DISQUS

Next Big Future: China's cheap $1.565 per Kilowatt Nuclear power and new Cleaner Coal Plants

  • honzik · 11 months ago
    I think the Chinese effort in coal gasification and nuclear energy is one we should probably emulate. In fact, is seems to me that wider acceptance of nuclear requires, in part, an understanding in the coal industry that nuclear won't drive it out of business. We've already seen in Australia lobbying on the part of the coal industry to restrict the growth in nuclear energy production because it sees nuclear as its direct competitor. One alternative route for coal in which nuclear can't compete is gasification and/or coal to liquid fuels. There have been many attempts in the latter, but one that comes to mind is Coskata's process for turning syngas into methanol fuel.
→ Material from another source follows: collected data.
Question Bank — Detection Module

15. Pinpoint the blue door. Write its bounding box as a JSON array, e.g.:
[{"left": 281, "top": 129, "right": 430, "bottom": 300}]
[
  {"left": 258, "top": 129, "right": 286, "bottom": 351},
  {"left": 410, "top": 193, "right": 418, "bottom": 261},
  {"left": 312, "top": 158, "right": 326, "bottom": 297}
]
So, at least conceivably, such a route is possible.
  • DocScience · 11 months ago
    I suspect that if we exported a few Sierra Club and other NIMBY lawyers to China we could drive up their costs substantially, if not completely destroy their economy.
    Of course, the Chinese government would either kill or imprison the lawyers instead of letting them bring work to a halt as we allow them to do here.
  • nextbigfuture · 11 months ago
    A two for one solution
  • newpapyrus · 11 months ago
    The Chinese are clearly on the right track on nuclear energy but are hurting the environment by continuing to use coal. Urban and rural biowaste combined with hydrogen from the nuclear electrolysis of water would be the cleaner route to carbon neutral synfuel production.

    Marcel Williams
    http://newpapyrusmagazine.blogspot.com/
  • honzik · 11 months ago
    Marcel, I agree with you in principle. There is no way, in the near term, that the coal industry will just go away. That's politically impossible. The idea is to provide coal a lifeline while nuclear is ramped up. Over time, the hope is to reduce coal production to a minimal level.
  • newpapyrus · 11 months ago
    Since its probably going to take several decades for the Chinese to reach the nuclear capacity to totally replace coal electricity with nuclear electricity-- if they ever decide to do so.

    But in the US, I would be absolutely against any-- expansion-- of the CO2 polluting coal industry. If we want more electricity in the US then we'd better start building a lot more nuclear, urban biowaste plasma electric power plant, wind, and small hydroelectric facilities. The coal industry in the US needs to die a slow and natural death by gradually replacing those jobs with a steadily growing nuclear and renewable energy economy.